= Stateless protocol =

Communications protocol in which no information is retained by either sender or receiver

A stateless protocol is a communication protocol in which the receiver does not retain session state from previous requests. The sender transfers relevant session state to the receiver in such a way that every request can be understood in isolation, without reference to session state from previous requests.

In contrast, a stateful protocol is a communication protocol in which the receiver may retain session state from previous requests.

In computer networks, examples of stateless protocols include the Internet Protocol (IP), which is the foundation for the Internet, and the Hypertext Transfer Protocol (HTTP), which is the foundation of the World Wide Web. Examples of stateful protocols include the Transmission Control Protocol (TCP) and the File Transfer Protocol (FTP).

Stateless protocols have superior visibility, reliability, and scalability properties. Visibility is improved because a monitoring system does not have to look beyond a single request in order to determine its full nature. Reliability is improved because it eases the task of recovering from failures such as packet loss. Scalability is improved because not having to store session state between requests allows the server to quickly free resources and further simplifies implementation. The disadvantage of stateless protocols is that they may decrease network performance by increasing the repetitive data sent in a series of requests, since that data is not retained or reused at the receiver.

== Examples ==
An HTTP server can understand each request in isolation.

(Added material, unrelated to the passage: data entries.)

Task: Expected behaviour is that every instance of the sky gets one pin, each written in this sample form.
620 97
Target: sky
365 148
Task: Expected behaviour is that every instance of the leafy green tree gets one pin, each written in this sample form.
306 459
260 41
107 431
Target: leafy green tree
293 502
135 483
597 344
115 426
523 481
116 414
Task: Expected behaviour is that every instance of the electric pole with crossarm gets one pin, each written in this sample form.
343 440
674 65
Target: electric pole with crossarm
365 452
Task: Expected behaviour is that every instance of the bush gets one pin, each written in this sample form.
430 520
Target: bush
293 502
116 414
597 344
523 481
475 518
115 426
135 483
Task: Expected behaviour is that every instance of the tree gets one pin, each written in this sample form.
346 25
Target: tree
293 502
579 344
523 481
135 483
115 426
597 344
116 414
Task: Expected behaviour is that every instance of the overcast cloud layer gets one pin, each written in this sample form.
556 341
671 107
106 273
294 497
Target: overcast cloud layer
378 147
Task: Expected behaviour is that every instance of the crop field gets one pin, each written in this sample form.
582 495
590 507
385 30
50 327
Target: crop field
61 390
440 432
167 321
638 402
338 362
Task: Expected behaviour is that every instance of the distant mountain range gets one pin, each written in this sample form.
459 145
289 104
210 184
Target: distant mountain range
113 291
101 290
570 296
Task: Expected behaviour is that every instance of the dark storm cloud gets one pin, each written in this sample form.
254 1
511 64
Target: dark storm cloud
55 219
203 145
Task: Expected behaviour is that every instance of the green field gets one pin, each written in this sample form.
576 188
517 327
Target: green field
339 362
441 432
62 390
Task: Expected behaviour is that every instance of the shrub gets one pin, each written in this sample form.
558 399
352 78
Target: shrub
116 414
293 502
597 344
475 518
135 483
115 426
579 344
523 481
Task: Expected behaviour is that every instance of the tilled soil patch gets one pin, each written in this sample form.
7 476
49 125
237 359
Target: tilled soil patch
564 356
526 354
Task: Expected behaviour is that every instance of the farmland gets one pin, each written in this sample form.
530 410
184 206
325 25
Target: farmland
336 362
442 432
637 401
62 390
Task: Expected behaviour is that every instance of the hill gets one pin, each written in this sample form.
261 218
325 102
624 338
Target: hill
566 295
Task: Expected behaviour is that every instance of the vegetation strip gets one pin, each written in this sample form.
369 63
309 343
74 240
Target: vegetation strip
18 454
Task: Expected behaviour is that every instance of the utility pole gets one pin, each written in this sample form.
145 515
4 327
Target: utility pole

Contrast this with a traditional FTP server that conducts an interactive session with the user. During the session, a user is provided a means to be authenticated and set various variables (working directory, transfer mode), all stored on the server as part of the session state.

== Stacking of stateless and stateful protocol layers ==
There can be complex interactions between stateful and stateless protocols among different protocol layers. For example, HTTP, a stateless protocol, is layered on top of TCP, a stateful protocol, which is layered on top of IP, another stateless protocol, which is routed on a network that employs BGP, another stateful protocol, to direct the IP packets riding on the network.

This stacking of layers continues even above HTTP. As a workaround for the lack of a retained session state, HTTP servers implement various session management methods, typically utilizing a session identifier in an HTTP cookie referencing a session state stored on the server, effectively creating a stateful protocol on top of HTTP.